Movies present an imaginary world, but very little is left to chance once the cameras are ready to roll! A well-shot movie transports us to another realm, be it an idyllic, dreamy landscape or an action-packed car chase. So, how do they manage to do it? What glues us to the screen and how do directors make extremely complex scenes look so real?
Here are 11 clever movie tricks that use subtle touches to creating a convincing effect
1. Wet streets at night
Ever noticed that roads in night scenes are usually wet? It's purely for aesthetic reasons - wet roads reflect light better and add contrast!
2. Fake crowds
Even the biggest budget movies can't always afford thousands of extras, so directors have come up with a number of crowd-filling hacks. First up is using CGI techniques: they take a photo of a small group of people from a particular angle and then use special software to replicate it. Failing that, inflatable dolls can work a treat - just check out the crowd scenes in The King's Speech.
3. White drugs are usually powdered milk!
No, Al Pacino didn't snort a mountain of coke! It's true that during drug-taking scenes actors will 'powder their noses', but rest assured the ingredients are powdered milk, vitamins or icing sugar!
4. Corn syrup for blood
Lots of different ingredients are used for fake blood, but the main ingredient is corn syrup mixed with red food coloring. Back in the day of black and white films, chocolate sauce was used - maybe because actors could lick it off afterwards?
6. Pillow talk
When things need to heat up, but directors don't want to embarrass their actors, they'll use a variety of modesty-preserving props or costumes. For example, they'll place a pillow between two actors when they get between the sheets and actresses will often wear discreet, nude-colored underwear. John Turturro even resorted to a yoga ball when Kate Winslet had to act out a sex scene!
6. Healthy cigarettes
Some actors smoke like chimneys, but on set scenes use a healthier variety of cigarette.
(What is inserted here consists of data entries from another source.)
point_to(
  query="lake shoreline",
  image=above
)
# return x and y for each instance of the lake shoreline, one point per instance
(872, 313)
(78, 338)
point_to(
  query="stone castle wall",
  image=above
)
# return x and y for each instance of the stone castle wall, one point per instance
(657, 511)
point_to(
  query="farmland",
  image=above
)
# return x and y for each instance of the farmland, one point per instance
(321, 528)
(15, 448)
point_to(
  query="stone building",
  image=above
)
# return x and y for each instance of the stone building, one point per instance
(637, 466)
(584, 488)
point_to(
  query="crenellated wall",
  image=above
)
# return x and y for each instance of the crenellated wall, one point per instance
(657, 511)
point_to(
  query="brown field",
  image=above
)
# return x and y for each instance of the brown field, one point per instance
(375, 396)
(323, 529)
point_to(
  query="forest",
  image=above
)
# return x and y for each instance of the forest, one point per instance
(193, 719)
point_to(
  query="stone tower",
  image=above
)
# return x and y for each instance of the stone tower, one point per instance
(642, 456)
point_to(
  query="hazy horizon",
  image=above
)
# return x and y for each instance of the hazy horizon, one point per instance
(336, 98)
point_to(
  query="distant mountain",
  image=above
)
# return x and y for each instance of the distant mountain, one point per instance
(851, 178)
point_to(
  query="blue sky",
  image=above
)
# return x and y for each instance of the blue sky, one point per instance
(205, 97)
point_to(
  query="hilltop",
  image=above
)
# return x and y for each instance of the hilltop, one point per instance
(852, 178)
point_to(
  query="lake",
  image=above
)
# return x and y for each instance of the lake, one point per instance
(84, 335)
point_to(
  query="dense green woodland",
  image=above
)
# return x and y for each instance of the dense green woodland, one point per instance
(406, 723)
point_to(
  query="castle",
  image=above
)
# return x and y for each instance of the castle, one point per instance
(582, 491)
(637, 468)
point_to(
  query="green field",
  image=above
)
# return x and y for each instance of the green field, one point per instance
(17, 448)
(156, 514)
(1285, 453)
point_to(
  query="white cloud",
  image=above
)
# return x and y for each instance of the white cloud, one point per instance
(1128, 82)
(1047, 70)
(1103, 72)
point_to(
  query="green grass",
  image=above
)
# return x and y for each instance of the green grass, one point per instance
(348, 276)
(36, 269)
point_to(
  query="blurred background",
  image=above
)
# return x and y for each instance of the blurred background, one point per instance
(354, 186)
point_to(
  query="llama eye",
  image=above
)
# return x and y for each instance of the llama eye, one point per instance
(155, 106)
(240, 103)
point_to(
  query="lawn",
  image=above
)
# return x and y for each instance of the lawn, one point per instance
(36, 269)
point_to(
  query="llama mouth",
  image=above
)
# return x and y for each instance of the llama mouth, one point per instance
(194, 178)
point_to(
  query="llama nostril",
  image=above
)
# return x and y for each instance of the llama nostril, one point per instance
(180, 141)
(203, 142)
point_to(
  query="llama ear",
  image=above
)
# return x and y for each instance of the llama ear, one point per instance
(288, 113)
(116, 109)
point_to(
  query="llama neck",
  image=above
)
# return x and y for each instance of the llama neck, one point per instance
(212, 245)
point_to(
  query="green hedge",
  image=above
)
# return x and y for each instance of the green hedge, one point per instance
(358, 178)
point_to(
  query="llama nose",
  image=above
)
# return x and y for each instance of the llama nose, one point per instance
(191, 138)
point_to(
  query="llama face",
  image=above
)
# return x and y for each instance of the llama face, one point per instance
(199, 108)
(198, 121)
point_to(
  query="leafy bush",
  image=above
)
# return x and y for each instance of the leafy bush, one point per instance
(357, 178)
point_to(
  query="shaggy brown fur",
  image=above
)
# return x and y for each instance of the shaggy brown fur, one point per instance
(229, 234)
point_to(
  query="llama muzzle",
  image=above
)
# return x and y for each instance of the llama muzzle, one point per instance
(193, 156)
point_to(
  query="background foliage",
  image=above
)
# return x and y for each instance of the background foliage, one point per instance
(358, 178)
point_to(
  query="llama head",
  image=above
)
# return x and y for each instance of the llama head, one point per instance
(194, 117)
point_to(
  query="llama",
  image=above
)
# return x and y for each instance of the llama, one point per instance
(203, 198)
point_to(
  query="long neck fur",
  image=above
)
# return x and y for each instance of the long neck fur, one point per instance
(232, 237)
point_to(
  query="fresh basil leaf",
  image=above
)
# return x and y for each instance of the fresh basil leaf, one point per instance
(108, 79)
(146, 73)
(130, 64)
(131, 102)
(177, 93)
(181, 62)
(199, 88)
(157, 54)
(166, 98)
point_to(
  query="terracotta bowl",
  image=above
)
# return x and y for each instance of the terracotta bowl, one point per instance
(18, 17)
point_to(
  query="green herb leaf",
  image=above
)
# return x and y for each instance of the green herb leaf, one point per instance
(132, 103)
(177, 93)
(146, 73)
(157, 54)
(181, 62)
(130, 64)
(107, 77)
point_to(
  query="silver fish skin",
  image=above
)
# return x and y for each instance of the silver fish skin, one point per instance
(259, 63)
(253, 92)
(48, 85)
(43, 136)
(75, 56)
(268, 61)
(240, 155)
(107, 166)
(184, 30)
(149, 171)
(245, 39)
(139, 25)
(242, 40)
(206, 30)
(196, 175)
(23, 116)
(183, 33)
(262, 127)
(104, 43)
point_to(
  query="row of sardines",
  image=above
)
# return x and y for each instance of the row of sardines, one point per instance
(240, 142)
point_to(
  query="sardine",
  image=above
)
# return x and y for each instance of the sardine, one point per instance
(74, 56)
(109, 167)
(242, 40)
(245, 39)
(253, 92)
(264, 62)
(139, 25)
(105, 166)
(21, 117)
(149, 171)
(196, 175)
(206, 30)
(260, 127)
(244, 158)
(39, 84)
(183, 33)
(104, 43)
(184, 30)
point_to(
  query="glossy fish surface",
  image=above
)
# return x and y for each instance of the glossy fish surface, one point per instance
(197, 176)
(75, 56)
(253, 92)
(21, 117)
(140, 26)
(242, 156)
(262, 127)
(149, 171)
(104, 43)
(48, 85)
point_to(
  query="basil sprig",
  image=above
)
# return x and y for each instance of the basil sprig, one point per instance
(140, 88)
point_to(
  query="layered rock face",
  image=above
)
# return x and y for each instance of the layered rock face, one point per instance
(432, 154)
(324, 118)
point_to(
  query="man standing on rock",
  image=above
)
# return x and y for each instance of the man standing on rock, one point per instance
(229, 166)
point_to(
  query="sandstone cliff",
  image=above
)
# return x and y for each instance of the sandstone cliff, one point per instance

Actors puff away on herbal cigarettes that are nicotine-free so that they pose fewer health problems - an important consideration if a scene requires numerous takes!
7. Tiny special effects
Movie budgets can be astronomical, particularly if they're science fiction or action-packed stories. So when faced with exploding helicopters (or aliens) directors can resort to GCI techniques or use models (cars, skyscrapers, planes...) rather than budget-busting full size objects.
8. Tasty glass
Breaking glass always looks real in movies, but trust us when we say no actor's safety is put at risk! Instead of using glass, directors traditionally used sugar, although in this modern day and age plastics are a common prop. Personally, we prefer the tastier option...
9. Conversations in cars
How many times do you see an actor turn towards and talk to his co-star when driving? OK, so we all know that they're not actually driving along a road, but how do directors create realistic scenery? It's easy - they put the car on a platform and use a process trailer.
10. Milky clouds
Stormy or fire-filled skies are created using a Cloud Tank. This patented machine injects paint or milk into a reservoir of water to generate the effect. As for invading UFO's, they simply plunge a Frisbee into milk! They can then tidy up the effect by using CGI techniques and create a believable alien invasion!
Sound engineers are creative geniuses when it comes to getting it right. Fireworks are used for gun fire, rifling through books makes the sound of bird wings and so forth. But what about fights? Believe it or not, watermelons can be used to make the sound of a punch, a splitting head or even a hatching dragon...Daenerys Targaryen must have been so disappointed!